Профессия – мастер, увлечение – творчество
Подмосковный угольный бассейн был одним из крупнейших послевоенных месторождений бурого угля. Кимовск быстро рос, жителями его становились специалисты, приезжающие из разных мест. Так Жанна Петровна стала кимовчанкой, и уже более 50 лет живет в городе. Профессия горного мастера по обогащению и брикетированию угля была востребована и хорошо оплачивалась. Наконец-то появилась возможность купить одежду, обувь, которых так не хватало в детстве. Впервые попробовала черную икру, вдоволь наелась жареной картошки и мандаринов. Снабжение промышленными товарами было очень скудным, сестра из Ворошиловграда присылала вещи самые модные – капроновые кофточки, туфли. Жанна Петровна, воспитанная в детском доме заботилась и о подруге, Лидии Самсоновой. Так у девушек появились одинаковые блузки – у одной светло-розовая, а у другой – нежно-зеленая. С огромным удовольствием девушки обставляли свою комнату; кровати, посуду – всё покупали сами. Отработав восемь лет на шахте, Жанна Петровна перешла на работу на Фосфоритный завод мастером ОТК.

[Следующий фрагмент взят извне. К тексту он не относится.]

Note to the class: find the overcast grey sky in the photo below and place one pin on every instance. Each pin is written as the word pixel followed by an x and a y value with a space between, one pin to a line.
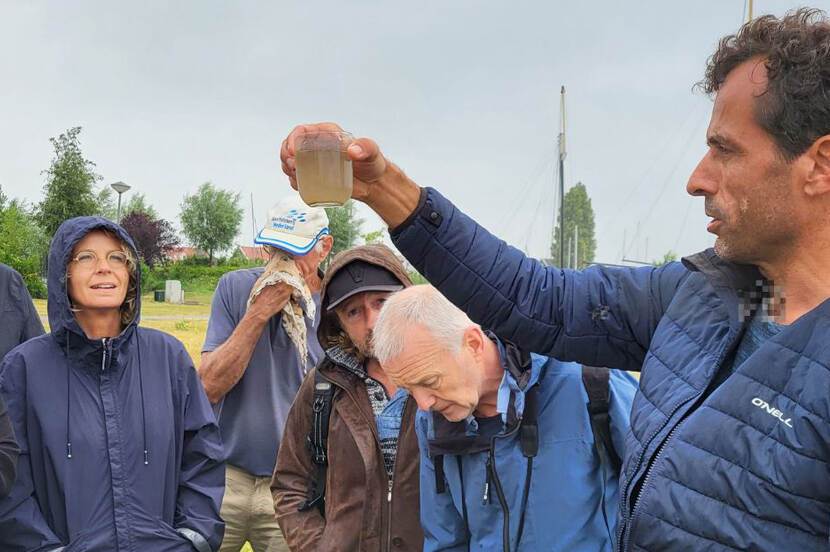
pixel 463 95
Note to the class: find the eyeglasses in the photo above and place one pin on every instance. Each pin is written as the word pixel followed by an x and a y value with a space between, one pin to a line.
pixel 88 259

Работая в Кимовске, она продолжила свое увлечение танцами. Так как дом располагался радом с ДК горняков на ул. Октябрьской, и в нем работал кружок танцев, Жанна Петровна записалась в него. Там она и встретила своего будущего мужа – балетмейстера Виктора Ивановича Гаврилкина. Кружковцы часто выступали перед публикой, участвовали в конкурсах, в фестивале творчества народных танцевальных коллективов в Туле, Воронеже, Москве – на открытии ВДНХ в 1956 году.
Кроме увлечения танцами, Жанна Петровна любит рисовать, у нее прекрасные росписи – палехские, жостовские, городецкие. Но главное, любовь к рисунку она сумела привить десяткам своих учеников. Ведь после работы на шахте и КЗМ она пришла в школу. В Кимовской средней школе № 5 преподавал музыку ее муж, он и уговорил ее перейти в школу учителем черчения и рисования.

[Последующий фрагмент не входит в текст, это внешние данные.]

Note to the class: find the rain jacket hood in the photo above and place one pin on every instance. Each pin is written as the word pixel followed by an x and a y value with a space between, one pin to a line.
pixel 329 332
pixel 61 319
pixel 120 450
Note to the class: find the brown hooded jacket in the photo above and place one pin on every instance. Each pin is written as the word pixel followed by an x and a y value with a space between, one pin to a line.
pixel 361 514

Среди ее учеников есть те, кто связал жизнь с декоративным искусством. Уже работая в нашей школе, Жанна Петровна вела кружок декоративно-прикладного творчества – учила росписи по дереву. С кружковцами Жанна Петровна устраивала праздники, чаепития, вместе они оформили цветочные кашпо во всей школе: расписали глиняные горшки, деревянные подставки под них. Выставки детского творчества в школе были всегда самые лучшие. 34 года проработала Жанна Петровна учителем рисования и черчения. Все те, кто учился у нее, впоследствии отлично рисовали, поступали в художественные школы. Добрыми словами вспоминают о ней учителя и ученики.